For abortion supporters, it’s tempting to dismiss McCullen as a red herring, a cozy decoy that masks the real menace of abortion clinic protesters. But sidewalk counseling is actually one of the primary strategies of the grassroots anti-abortion movement. Activists like McCullen are a constant—and often the only—anti-abortion presence in front of many facilities. The goal, according to activists, is not to scare clinics out of business. They are trying to take advantage of women who may be having doubts about their abortion choice and convince them that having the baby is a better option.
“The people that are out there at the abortion clinics are out there to help women,” said Cheryl Sullenger, the senior policy advisor for Operation Rescue, one of the more militant grassroots pro-life groups that essentially serves as a training camp for pro-life activists. “They don’t want to attack anyone.”
Tactics vary: In Albuquerque, for example, an ancient activist named Phillip spends most afternoons perched on a ladder behind the parking lot of an abortion clinic. When women enter or exit the clinic, he pops up above the fence and asks if he can say a rosary. The effect is jarring and deeply weird—but Phillip obviously isn’t there to hurt anyone. Others are more proactive: “I ask women who are going into a clinic why they want to have an abortion,” Lauren Handy, a 19-year-old activist from Virginia told me. “And then I try to figure out how else we can solve the issue—sometimes they’re in a bad relationship, sometimes it’s about money. Sometimes they just need someone to tell them that they can.”
Pro-choice groups generally don’t see any difference between “sidewalk counselors” and other, more aggressive activists, lumping together any one with a rosary and a bloody fetus photo as a potentially violent threat. The impulse is understandable: After four decades of clinic bombings, death threats, and murders—including the 1994 shooting spree at two Massachusetts abortion facilities, and more recently, the assassination of Wichita abortion doctor George Tiller in 2009—abortion rights activists have probably earned the right to be skittish.
“This movement has a long history of violence,” Ilyse Hogue, president of NARAL Pro-Choice America said in response to the Supreme Court’s ruling Thursday. “Let's be clear: [the] decision puts women and healthcare providers at greater risk. We will work to make sure that legislatures in states are focused on making clinics safe for women free of harassment, intimidation, and violent acts."
The truth is, though, the pro-life movement has developed much more sophisticated tactics for shutting down clinics than barricading doors and gunning down abortion doctors. Since 2011, there have been at least 73 clinic closures in the US. About half of these closures were caused by new state laws designed to limit access to abortion, according to Bloomberg data. By contrast, there is little evidence that protesters are actually driving people away from abortion clinics.

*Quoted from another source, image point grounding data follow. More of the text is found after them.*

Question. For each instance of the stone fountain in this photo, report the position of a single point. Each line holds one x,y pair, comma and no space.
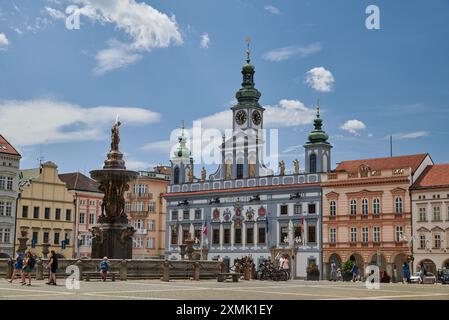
112,235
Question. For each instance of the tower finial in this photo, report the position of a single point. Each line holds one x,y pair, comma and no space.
248,40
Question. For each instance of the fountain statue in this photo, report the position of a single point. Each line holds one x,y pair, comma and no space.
112,236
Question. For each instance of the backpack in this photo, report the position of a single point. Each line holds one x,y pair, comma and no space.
31,262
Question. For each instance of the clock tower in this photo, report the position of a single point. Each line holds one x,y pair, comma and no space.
242,153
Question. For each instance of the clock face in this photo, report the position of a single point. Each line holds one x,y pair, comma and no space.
240,117
257,118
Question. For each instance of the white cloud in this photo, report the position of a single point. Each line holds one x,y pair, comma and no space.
116,56
205,40
288,113
292,149
290,52
272,9
55,14
285,114
411,135
132,164
320,79
48,121
353,126
163,146
147,28
4,42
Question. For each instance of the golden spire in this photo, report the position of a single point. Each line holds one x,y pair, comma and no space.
248,40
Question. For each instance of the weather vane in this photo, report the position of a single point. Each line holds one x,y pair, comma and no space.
248,40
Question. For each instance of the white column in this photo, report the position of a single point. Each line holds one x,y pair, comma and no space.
221,236
244,235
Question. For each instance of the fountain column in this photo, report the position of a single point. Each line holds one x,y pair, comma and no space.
112,236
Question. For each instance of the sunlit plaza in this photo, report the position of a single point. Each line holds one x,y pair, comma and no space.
211,289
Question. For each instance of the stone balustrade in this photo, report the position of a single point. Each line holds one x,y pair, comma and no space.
127,269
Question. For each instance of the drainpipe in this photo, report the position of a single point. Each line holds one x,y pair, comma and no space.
15,224
75,236
411,224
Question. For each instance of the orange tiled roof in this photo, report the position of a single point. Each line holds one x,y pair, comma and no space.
436,175
6,147
411,161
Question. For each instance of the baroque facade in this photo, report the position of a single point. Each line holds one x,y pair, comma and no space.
9,185
147,212
244,208
46,210
430,218
367,212
88,200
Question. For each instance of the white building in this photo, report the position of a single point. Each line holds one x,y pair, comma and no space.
430,218
9,175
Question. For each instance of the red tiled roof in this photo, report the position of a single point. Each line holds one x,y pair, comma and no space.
401,162
78,181
6,147
436,175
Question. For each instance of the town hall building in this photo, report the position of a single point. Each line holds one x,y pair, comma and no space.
244,208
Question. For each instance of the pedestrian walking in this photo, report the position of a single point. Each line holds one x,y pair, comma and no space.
422,273
284,265
355,272
104,268
53,266
333,272
406,272
18,264
28,266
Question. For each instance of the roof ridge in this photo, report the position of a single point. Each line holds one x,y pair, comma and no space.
403,156
6,140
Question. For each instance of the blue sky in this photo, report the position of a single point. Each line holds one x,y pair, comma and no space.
159,62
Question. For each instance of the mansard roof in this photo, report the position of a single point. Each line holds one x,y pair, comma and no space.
400,162
436,175
7,148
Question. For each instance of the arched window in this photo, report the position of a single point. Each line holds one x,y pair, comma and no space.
376,206
176,176
353,207
365,206
398,206
313,163
332,208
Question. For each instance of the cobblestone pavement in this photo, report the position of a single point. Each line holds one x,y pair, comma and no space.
211,289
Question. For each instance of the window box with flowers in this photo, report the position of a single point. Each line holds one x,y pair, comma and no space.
313,273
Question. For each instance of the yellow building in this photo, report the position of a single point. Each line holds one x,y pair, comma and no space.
146,211
46,210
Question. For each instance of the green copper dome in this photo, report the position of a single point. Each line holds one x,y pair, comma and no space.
182,151
318,135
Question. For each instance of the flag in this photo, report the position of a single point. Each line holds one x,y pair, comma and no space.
205,228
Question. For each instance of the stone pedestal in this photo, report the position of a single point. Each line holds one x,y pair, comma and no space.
123,270
9,269
182,251
204,252
113,241
45,250
189,248
166,271
23,244
39,269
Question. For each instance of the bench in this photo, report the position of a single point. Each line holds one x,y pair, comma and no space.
221,277
88,275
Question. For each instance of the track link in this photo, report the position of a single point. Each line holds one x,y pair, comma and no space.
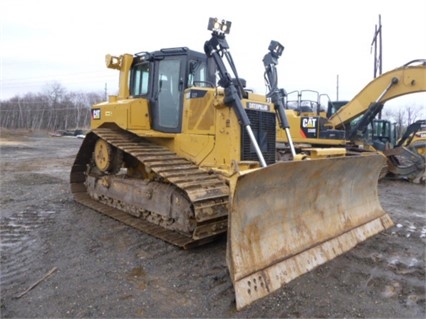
206,191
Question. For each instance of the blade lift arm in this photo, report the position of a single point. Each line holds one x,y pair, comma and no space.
270,61
217,47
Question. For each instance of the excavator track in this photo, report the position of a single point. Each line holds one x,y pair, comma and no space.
207,194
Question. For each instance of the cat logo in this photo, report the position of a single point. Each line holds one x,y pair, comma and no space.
309,122
309,126
96,114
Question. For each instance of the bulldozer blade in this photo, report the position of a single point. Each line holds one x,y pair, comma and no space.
290,217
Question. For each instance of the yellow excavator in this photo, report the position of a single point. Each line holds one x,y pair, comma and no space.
186,159
349,124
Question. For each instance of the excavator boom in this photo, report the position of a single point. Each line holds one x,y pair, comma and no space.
407,79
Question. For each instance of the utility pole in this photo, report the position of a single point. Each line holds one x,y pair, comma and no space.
337,88
378,57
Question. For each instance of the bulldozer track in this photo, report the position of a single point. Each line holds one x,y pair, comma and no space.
207,192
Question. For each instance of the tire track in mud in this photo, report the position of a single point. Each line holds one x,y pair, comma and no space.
19,240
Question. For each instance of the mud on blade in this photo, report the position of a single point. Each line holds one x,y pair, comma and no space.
290,217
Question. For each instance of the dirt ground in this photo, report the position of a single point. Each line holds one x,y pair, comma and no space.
101,268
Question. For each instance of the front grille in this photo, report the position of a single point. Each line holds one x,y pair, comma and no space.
263,127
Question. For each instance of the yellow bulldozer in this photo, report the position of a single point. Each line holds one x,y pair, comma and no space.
352,124
184,153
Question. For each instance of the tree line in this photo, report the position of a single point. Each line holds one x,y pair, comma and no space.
54,109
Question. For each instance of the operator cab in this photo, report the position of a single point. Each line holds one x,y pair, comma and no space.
161,77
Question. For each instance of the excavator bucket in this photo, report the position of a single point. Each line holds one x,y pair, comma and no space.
290,217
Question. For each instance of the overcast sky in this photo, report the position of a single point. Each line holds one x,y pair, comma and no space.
66,41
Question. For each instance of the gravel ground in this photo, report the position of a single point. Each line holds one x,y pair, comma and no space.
103,269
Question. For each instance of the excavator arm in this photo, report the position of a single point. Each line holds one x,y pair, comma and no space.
410,78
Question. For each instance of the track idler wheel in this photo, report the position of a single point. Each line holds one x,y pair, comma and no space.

In that sense, Thursday’s Supreme Court decision didn’t do much to alter access to clinics, but rather laid what we already know about the abortion debate in America: Being cornered by strangers who want to talk about your uterus and pray for your unborn child is obviously horrifying and invasive, but it’s not illegal. Because while you may have the right to get an abortion, someone else has the right to make you feel terrible about it.